噴水の周りに配置されたアンティーク調のベンチの一つに彼女は座っていた。
なにやらうとうとしているようだ。
その姿が、愛らしくて自然に顔が緩む。
「沙織、待った?」
そう声をかけながら近づくと、彼女は、はっとした顔をして俺の方に視線を向け首を横に振る。

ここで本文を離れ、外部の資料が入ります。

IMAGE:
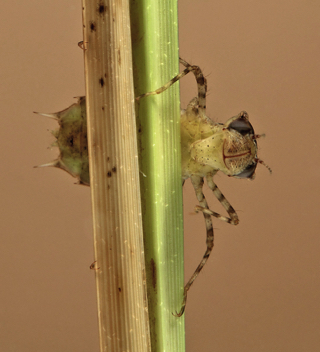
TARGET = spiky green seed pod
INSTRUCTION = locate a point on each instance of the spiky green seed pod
(72, 141)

彼女の隣に座りながら、彼女の顔をのぞきこんで見ると傍目にも解るくらい赤くなっていた。
「あれ? 沙織顔が赤いけどどうした?」
ちょっと意地悪く聞くと、
「え? あ、いえ、な、なんでもないです」
ごまかすようにかわいらしい声でそう言った。
その姿が可愛いとさらに思い、沙織の隣に座りながら、話を始めるきっかけになる当たり障りのない話題を考える。
しかし、思い浮かんだのは前々から思っていた疑問。
「あ、そうだ。 前から思ってたんだけど、沙織って一回も撮影現場に来たことないよな? 俺、結構現場でお前に会えるの楽しみにしてたんだけど?」
常日頃から抱えていた、ちょっとした不満を彼女に言ってしまった。
「あ、うん。 ほら、私が現場に居ても邪魔になるだけでしょ?」
苦笑をうかべて、彼女は当たり障りのない返答をする。
「んー、まっいっか。 これから、ここで毎日会おうと思えばあえるしな」
彼女を困らせる事をしたくない俺は、納得した表情をして彼女に笑顔を送る。
それを見た、彼女がまた赤面する。
今度は、耳まで真っ赤だ。
ここに来て、俺はほぼ確信する。
「可愛いな、沙織。 真っ赤になってる」
俺がそう言うと、もういたたまれない感じで彼女が俯いた。
そのしぐさがものすごく可愛くて仕方がなく、その笑いをかみ殺せずに少し噴出してしまった。
「え、だって」
俯いたまま、彼女がそう言いかける、
「だって?」
彼女の言葉をそう繰り返して先を促す。
「涼くん、とっても格好よくなってて、私、ドキドキしちゃって」
消え入りそうな声で確かに彼女はそう言った。
好きな子にそう言ってもらうと、かなりくる。
もう、やばいぐらいだ。
今すぐ抱きしめてキスしたい衝動に駆られる。
それをなんとか抑えて表面上は平静を装う。
「それって、少しは期待してもいいってことか?」
真剣な声で、さりげなく彼女の耳元でそう囁き、彼女の反応を見る。
「え?」
彼女の肩が一瞬揺れ、驚いたような声を上げ俺を見上げた。
「俺、ずっと昔から沙織のことが好きだ。 今でもその気持ちは変わらない。 もし、沙織さえ良かったら俺の彼女になってくれないか?」
俺は、真剣にそう聞いた。
ここが正念場だ。
間違っても失敗はできない、したくない。
「え、え? な、だ、だって、私なんか何も取り柄もないし、背だって低いし童顔で、涼くんとじゃつりあいが」
彼女は、うろたえたながら自身を卑下する言葉を並べ立てる。
「そんなことは、関係ないだろ? 俺は、沙織が沙織であればそれでいい。 他の何かなんて求めてない」
彼女の言葉を否定して、もう一押しする。
「でも、でも」
まだ俺の告白が信じられないのか彼女は尚言い募ろうとそう言い、終いには目に涙まで浮かべてしまう。
「沙織は? 沙織は、俺のこと好き?」
その涙に、焦りを感じそうストレートに聞いていしまった。
すると、
「あ、わ、私? わた、しは、涼く、ん、のこと、ずっと昔から、す、好き」
消え入りそうな、声でそう彼女が答えた。
それを聞いてもう抑えきれなくなって俺は彼女を抱きしめた。
小さな彼女は、俺の腕の中にかくれるようにスッポリおさまる。
彼女は想像していた以上にやわわらく、とてもいい香りがした。
ようやく手に入った幸福感が、急速に俺の体中に広がる。
「俺の彼女になってくれる?」
確認の為に、そう彼女の耳元でささやく。
すると彼女は、間をおかずにゆっくり縦に肯いた。
俺が抱きしめる手を緩め彼女の顔を覗き込むと、彼女が自然に目を閉じた。
ゆっくりと自然にそれは重なる。
とても暖かく柔らかい彼女の唇。
もっと、長く深くしたくなる衝動を抑えて離れる。
「今日から沙織は、俺の彼女だ」
そう彼女にささやくと、とても嬉しそうにその日一番の笑顔を浮かべた。